Acque cristalline e tuffi sicuri: Marina di Camerota promossa a pieni voti dall’ARPAC
MARINA DI CAMEROTA — Mare cristallino e promosso a pieni voti su tutto il litorale. Le analisi dell’ARPAC aggiornate alla prima settimana di agosto confermano l’eccellenza delle acque di balneazione di Marina di Camerota, confermando lo status di regina del turismo costiero cilentano e la prestigiosa Bandiera Blu 2026.
I rilievi effettuati dai tecnici dell’Agenzia Regionale per la Protezione Ambientale della Campania non lasciano spazio a dubbi: i parametri microbiologici legati alla presenza di Escherichia coli ed Enterococchi intestinali sono ampiamente al di sotto delle soglie di legge. Questa situazione colloca quasi tutte le spiagge del comune nella classe di qualità “Eccellente”.
Il dettaglio delle spiagge promosse
Il monitoraggio fotografa una situazione ottimale per residenti e turisti che in questi giorni affollano le coste del basso Cilento:
- Spiaggia della Calanca e Marina delle Barche: si confermano regine di balneabilità con dati microbiologici eccellenti e zero criticità.
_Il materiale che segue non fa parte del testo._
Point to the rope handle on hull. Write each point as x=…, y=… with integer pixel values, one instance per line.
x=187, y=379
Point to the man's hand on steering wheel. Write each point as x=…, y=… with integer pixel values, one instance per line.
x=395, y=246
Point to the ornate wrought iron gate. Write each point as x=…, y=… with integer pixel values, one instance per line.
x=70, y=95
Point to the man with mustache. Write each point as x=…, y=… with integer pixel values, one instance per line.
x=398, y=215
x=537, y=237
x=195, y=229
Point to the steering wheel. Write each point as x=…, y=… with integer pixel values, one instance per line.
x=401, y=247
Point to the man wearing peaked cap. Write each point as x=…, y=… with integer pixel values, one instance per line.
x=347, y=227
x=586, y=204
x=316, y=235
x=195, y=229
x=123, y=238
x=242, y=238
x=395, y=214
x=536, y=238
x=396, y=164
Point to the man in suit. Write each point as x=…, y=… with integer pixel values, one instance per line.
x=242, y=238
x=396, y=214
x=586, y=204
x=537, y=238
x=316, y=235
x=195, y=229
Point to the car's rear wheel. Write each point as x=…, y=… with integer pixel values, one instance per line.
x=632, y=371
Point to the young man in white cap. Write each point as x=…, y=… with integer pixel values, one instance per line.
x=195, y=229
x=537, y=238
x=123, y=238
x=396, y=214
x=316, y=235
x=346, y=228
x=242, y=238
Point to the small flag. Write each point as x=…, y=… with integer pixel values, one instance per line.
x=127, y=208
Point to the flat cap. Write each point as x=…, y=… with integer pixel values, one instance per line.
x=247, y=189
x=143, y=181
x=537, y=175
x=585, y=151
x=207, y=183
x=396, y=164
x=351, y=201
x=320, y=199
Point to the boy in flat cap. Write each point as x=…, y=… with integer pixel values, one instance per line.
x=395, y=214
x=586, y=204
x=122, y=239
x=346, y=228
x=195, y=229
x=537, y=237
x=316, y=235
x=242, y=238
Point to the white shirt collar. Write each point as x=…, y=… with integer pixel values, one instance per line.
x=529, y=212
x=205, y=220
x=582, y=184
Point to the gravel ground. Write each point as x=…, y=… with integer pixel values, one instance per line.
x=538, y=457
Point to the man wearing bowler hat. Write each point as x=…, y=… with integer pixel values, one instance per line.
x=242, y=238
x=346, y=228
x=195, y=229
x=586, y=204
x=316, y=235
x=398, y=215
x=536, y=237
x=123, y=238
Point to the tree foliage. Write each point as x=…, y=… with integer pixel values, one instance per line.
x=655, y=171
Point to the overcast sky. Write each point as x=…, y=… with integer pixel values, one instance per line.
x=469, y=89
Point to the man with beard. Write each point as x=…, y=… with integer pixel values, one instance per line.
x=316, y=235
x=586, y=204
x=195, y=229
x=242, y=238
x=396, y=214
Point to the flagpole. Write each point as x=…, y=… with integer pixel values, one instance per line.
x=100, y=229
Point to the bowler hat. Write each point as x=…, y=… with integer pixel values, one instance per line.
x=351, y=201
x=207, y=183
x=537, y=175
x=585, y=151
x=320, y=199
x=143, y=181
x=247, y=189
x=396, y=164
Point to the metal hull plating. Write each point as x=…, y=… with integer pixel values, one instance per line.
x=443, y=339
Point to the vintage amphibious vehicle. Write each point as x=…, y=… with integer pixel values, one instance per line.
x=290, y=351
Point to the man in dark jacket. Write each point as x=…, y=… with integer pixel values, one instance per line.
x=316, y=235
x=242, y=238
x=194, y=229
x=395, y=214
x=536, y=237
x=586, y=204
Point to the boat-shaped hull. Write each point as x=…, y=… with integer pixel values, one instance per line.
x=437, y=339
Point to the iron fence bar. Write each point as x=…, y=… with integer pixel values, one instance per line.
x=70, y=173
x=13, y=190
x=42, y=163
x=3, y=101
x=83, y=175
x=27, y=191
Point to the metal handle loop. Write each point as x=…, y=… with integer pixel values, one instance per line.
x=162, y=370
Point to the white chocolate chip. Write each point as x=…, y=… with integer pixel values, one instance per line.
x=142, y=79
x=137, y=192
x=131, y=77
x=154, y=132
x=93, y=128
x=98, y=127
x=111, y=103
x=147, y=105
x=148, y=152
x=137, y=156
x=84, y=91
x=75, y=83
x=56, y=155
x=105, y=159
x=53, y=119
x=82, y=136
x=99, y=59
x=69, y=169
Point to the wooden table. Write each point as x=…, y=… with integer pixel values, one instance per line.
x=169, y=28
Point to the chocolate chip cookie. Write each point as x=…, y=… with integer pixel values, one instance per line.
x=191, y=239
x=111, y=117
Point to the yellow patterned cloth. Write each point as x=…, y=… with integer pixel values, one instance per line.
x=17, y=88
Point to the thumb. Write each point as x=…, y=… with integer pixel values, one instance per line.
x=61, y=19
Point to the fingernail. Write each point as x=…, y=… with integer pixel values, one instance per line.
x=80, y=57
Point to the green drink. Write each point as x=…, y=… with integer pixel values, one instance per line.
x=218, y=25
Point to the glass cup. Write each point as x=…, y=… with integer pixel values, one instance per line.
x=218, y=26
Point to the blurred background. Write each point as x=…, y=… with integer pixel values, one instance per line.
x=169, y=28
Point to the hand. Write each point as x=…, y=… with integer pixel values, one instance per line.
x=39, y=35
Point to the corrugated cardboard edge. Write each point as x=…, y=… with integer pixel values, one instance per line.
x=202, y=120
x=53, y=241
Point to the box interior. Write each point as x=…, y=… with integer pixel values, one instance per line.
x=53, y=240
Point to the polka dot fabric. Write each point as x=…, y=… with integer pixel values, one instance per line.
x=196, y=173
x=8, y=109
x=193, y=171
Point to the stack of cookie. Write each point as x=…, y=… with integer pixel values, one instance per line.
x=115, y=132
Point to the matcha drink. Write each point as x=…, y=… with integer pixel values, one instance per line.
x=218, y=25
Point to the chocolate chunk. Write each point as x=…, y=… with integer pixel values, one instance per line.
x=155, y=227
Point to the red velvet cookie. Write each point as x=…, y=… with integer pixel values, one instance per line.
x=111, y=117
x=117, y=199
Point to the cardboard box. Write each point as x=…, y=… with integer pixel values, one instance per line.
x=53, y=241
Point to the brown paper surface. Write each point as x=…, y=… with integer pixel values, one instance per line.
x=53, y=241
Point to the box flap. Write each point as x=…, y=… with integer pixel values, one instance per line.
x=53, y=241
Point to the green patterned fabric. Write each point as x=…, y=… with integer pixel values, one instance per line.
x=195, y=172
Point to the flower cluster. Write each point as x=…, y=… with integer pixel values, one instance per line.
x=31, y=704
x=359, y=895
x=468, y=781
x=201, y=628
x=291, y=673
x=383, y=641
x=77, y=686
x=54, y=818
- Spiaggia del Troncone e Lentiscelle: acque limpide e balneazione sicura lungo tutta la fascia costiera.
- Baia degli Infreschi e Cala Bianca: le perle naturalistiche dell’area marina protetta continuano a mostrare indici di qualità ambientale ai massimi livelli.
L’unica restrizione sul territorio comunale riguarda, come di consueto, lo specchio d’acqua interno al bacino portuale. In questo caso si tratta di un divieto di balneazione istituzionale e permanente. Questo provvedimento è legato esclusivamente alla sicurezza della navigazione e alle attività del porto, e non a fenomeni di inquinamento straordinario.
Un primato che traina il turismo
I dati ARPAC certificano l’efficacia delle politiche di tutela ambientale e della gestione del ciclo delle acque nel comune cilentano. Per Marina di Camerota si tratta di una conferma fondamentale nel cuore della stagione estiva. Questo importante biglietto da visita rassicura le migliaia di bagnanti e valorizza il lavoro degli operatori turistici locali.